I recently came across a stat from April in the Globe and Mail that caught my attention. Specifically, UBS (NYSE:UBS) listed the ten most overweighted and underweighted stocks in the MSCI AC World Index. The number one overweighted stock was Visa (NYSE:V) with Mastercard (NYSE:MA) also making the list in the sixth spot. Being on this list certainly isn’t bad news for Visa stock.
Why is the UBS list important?
Merrill Lynch research shows that stocks overweighted by portfolio managers underperform stocks underweighted by those same managers over the long haul.
The fact that both Visa stock and Mastercard made the top ten overweighted stocks should at least have shareholders of the respective companies revisiting why they own the stocks.
Currently, both stocks are trading at 17 times sales. Is either of them worth owning? Why don’t we have a look?
The Big Reason to Own Visa Stock
Visa CEO Al Kelly recently spoke to Barron’s about the opportunities that exist for the $353 billion financial services company.
Naturally, Visa continues to benefit from the secular trend to electronic payments away from cash and checks. Of course, so too does Mastercard.
However, it is business-to-business payments that’s got Kelly excited.
“We’re already the biggest player in the world in (B2B),” Kelly told Barron’s contributor Tae Kim. “Yet I think there is enormous upside. If I use the baseball analogy, we’re probably no more than in the second inning as it relates to the B2B opportunity around the world.”
A new product for Visa in the B2B space that’s sure to drive revenue growth is B2B Connect, the company’s cross-border supplier payments platform to simplify international B2B transactions.
While Visa Direct helps small- and medium-sized businesses process payments across borders, B2B Connect will allow large businesses to process big-ticket transactions efficiently and securely on a global basis.
“Visa B2B Connect is a distributed ledger based, non-card platform. Its unique distributed-ledger based architecture enables significantly shorter transaction times, from weeks to one-to-two days,” The Financial reported in mid-May.

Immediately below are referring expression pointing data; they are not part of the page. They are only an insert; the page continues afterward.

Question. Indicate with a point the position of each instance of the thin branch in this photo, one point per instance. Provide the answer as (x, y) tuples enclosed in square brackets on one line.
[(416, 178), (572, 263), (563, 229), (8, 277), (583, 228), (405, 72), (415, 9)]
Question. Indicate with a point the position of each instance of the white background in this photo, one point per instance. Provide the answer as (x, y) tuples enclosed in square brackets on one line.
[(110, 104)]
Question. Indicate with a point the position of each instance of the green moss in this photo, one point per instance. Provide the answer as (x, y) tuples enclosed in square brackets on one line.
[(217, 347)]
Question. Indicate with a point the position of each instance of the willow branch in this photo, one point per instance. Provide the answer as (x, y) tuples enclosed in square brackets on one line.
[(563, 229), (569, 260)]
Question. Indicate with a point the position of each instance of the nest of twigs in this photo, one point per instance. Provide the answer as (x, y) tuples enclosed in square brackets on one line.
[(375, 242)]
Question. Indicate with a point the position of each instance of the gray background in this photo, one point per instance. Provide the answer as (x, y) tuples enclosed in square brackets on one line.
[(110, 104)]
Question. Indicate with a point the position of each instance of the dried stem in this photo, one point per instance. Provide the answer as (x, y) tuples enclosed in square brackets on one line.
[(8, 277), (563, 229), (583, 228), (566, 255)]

Using blockchain architecture, Visa is ready to offer global banks a new alternative for processing high-value transactions.
“B2B Connect’s digital identity greatly reduces the opportunity for fraud that might otherwise exist with checks, ACH and wire transfers today, while also helping companies remain compliant as part of the regulated financial ecosystem,” Kevin Phalen, global head of Visa Business Solutions at Visa, stated last October while discussing B2B Connect’s product details.
Seven months later, it’s close to launching B2B Connect, providing investors with another reason to like Visa stock.
The Big Reason to Own Mastercard
Bigger isn’t necessarily better.
While Mastercard’s market cap is 28% less than Visa and its operating margins are slightly lower — 56% compared to 60% — the fact that’s it smaller makes it nimbler than its bigger rival allowing it to move more quickly when it spots an opportunity.
“It’s smaller in size than its rival Visa but its relative size makes it more nimble, winning the new Apple Card business for example. The global market for electronic payments will continue to grow and MasterCard will continue to grow with it, particularly internationally where a majority of the growth is expected to be generated,” Marketocracy founder Ken Kam wrote in May as part of an interview with analyst John Archer.
Archer, whose Tabernacle Fund’s largest holding is Mastercard at 14% of the portfolio, believes the stock’s current intrinsic value is $230. However, Archer isn’t selling because only 10% of the $22 trillion global market for payments is card-based, providing Mastercard with a long runway for growth.
Mastercard might be smaller than Visa, but that doesn’t make it equally attractive over the long haul.
Although I’ve written more about Visa in this article, there’s little difference between the two stocks.
The only metric besides having higher operating margins that might tilt the decision in Visa’s favor is its debt-to-equity ratio of 0.6, about half that of Mastercard.
As the largest (Visa) and second-largest payment processors in the world, if you don’t mind paying 17 times sales, they’re both excellent long-term holds.
At the time of this writing, Will Ashworth did not hold a position in any of the aforementioned securities.